Keine Zeit zum Abschalten

Ein Grund für die Negativfolgen ständiger Erreichbarkeit ist, dass Erholungsphasen durch Phasen der Arbeit unterbrochen oder verkürzt werden. Zudem fällt es den Betroffenen schwerer, sich in der Freizeit ausreichend von ihrem Job zu distanzieren und abzuschalten.

Die Familie leidet mit

Doch die Vermischung von Arbeit und Privatleben belastet auch die Partnerinnen und Partner: 68 Prozent gaben an, durch die Erreichbarkeit ihres Lebensgefährten beeinträchtigt zu sein. Betroffen davon sind unter anderem familiäre Verpflichtungen, die gemeinsame Urlaubsgestaltung, aber auch die eigenen Schlaf- und Erholungszeiten.
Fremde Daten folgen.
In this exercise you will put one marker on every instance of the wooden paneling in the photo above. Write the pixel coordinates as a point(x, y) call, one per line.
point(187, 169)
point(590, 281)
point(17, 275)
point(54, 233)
Mitarbeiter wollen klare Grenzen

Damit sowohl der Familienfrieden als auch die eigene Gesundheit nicht beeinträchtigt werden, wünschen sich viele Befragte vor allem klare Grenzen: 60 Prozent der Mitarbeiter plädieren für betriebliche oder auch gesetzliche Regelungen zur Erreichbarkeit, bei den Partnern beträgt die Quote sogar 83 Prozent. Stolze 70 Prozent der Lebensgefährten sind zudem der Meinung, es solle weiterhin keine Erreichbarkeit nach Feierabend geben.